No Teatro do Bairro Alto, numa sala do Conde de Soure, na rua da Rosa, adaptada às lides teatrais, chamada Casa dos Bonecos, António José faz representar entre 1733 e 1739 as oito óperas que lhe são atribuídas: D. Quixote (1733), Vida de Esopo (1734), Os Encantos de Medeia (1735), Anfitrião ou Júpiter e Alcmena e O Labirinto de Creta (1736), Guerras do Alecrim e Manjerona e As Variedades de Proteu (1737), Precipício de Faetonte (1738), esta última quando o autor já se encontrava encerrado nos cárceres da Inquisição. Nas célebres Guerras, com música de António Teixeira (1707-1774), estamos perante uma ópera joco-séria, na qual dois caça-dotes, Gil Vaz e Fuas, procuram cair nas graças de duas irmãs ricas, Clóris e Nise, utilizando o criado de Gil, Semicúpio. Este, arma estratagemas para introduzir o patrão na casa da pretendida, mas acaba por se enamorar de Sevadilha, criada de Clóris. D. Lancerote, tio das meninas, deseja casá-las com o primo D. Tibúrcio. No final, desfeitos os equívocos da comédia de enganos, casam-se os namorados e Semicúpio com Sevadilha.

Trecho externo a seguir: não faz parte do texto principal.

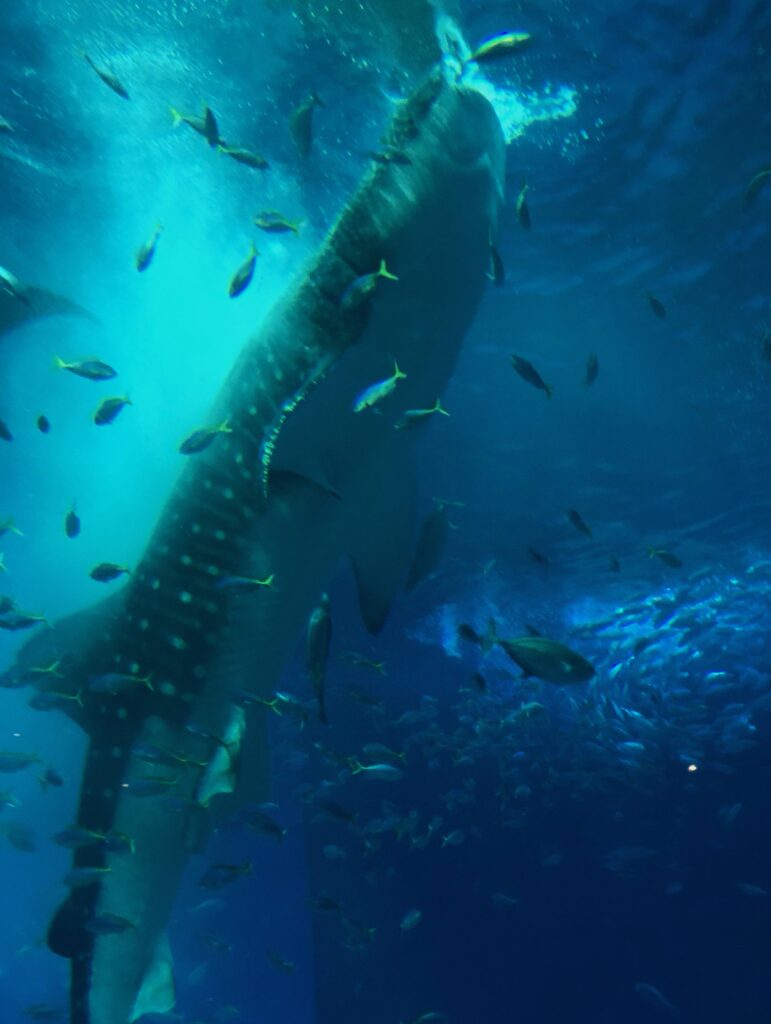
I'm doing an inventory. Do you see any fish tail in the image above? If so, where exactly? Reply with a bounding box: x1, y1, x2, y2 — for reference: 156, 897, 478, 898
377, 259, 399, 281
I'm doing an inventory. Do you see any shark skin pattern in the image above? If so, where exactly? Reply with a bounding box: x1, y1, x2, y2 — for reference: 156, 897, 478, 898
0, 275, 95, 338
12, 70, 504, 1024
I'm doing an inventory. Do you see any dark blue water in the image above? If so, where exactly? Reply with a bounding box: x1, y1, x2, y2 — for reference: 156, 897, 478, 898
0, 0, 771, 1024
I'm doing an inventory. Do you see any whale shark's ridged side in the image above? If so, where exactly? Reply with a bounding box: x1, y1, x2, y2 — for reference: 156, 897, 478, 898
19, 72, 504, 1024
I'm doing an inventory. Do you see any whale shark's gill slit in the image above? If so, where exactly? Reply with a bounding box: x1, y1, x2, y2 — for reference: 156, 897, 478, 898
260, 364, 329, 498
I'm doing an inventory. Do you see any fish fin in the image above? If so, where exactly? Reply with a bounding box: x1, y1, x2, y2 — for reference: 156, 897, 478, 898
348, 450, 416, 633
129, 932, 177, 1024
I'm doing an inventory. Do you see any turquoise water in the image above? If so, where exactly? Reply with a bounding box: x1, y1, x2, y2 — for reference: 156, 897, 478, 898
0, 0, 771, 1024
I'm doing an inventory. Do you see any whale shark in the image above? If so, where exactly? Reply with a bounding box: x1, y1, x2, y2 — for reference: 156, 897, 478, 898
11, 68, 505, 1024
0, 267, 94, 337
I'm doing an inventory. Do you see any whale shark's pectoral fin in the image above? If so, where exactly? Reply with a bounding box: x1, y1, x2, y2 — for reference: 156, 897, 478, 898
0, 283, 98, 335
348, 446, 417, 633
129, 932, 176, 1024
12, 591, 125, 733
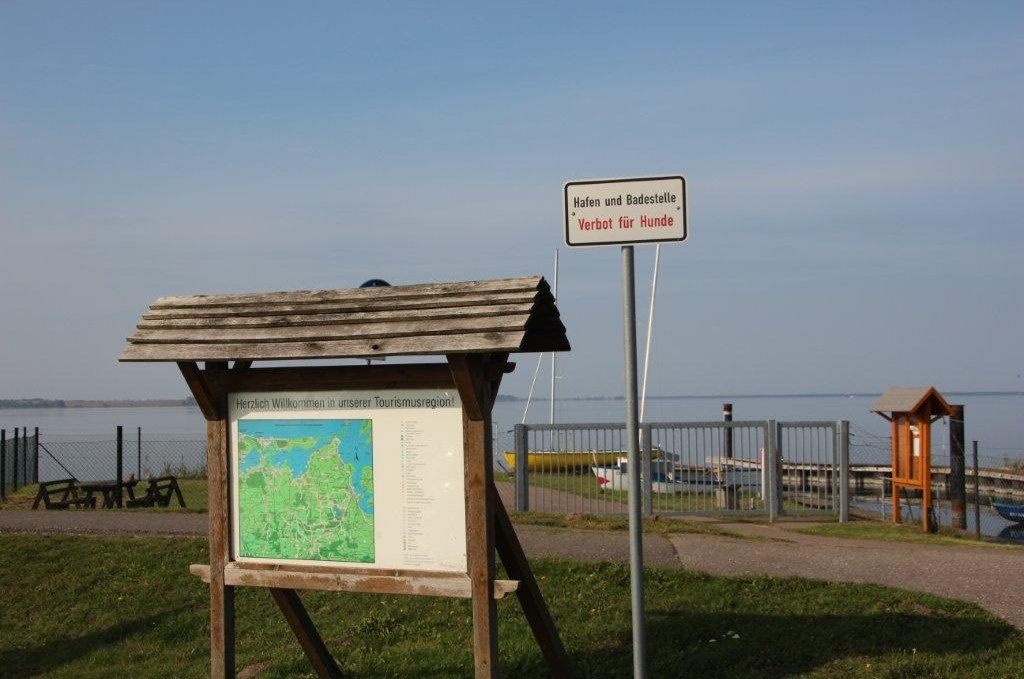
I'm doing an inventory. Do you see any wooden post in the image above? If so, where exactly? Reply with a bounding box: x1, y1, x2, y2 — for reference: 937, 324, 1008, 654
971, 440, 981, 540
0, 429, 7, 502
206, 418, 234, 679
919, 410, 938, 533
114, 424, 125, 509
10, 427, 22, 493
490, 484, 572, 677
178, 362, 234, 679
882, 417, 900, 523
447, 354, 499, 679
947, 405, 967, 531
270, 587, 342, 679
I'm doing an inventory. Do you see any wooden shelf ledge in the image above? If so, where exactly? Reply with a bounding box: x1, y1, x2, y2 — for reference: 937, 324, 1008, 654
188, 563, 519, 599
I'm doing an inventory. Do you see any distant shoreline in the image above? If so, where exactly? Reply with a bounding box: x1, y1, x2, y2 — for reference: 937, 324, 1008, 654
0, 391, 1024, 410
0, 396, 196, 410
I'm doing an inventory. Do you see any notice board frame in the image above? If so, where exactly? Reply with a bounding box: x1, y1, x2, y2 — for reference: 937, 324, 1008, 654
227, 386, 468, 576
178, 353, 572, 678
119, 275, 572, 678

Em 1735, António José da Silva casa-se com Leonor Maria de Carvalho, antiga penitenciada em Valhadolid, de quem tem uma filha Lourença. As suas peças e representações obtêm grande sucesso de público e reconhecimento nos meios cultos. Em 1737 é preso com a mulher, a mãe, o irmão e a cunhada durante as cerimónias judaicas de Yom Kipur. Após um longo processo é condenado em 1739 de convicto, negativo e relapso, sendo relaxado em carne, garrotado e queimado. Em 1744, Francisco Luís Ameno publica “Teatro Cómico Português” (2 volumes) onde se incluem as oito obras de António José da Silva, sem menção de autoria. Trata-se do exemplo de quem representa a vitalidade da cultura portuguesa, impondo-se contra a cegueira da intolerância.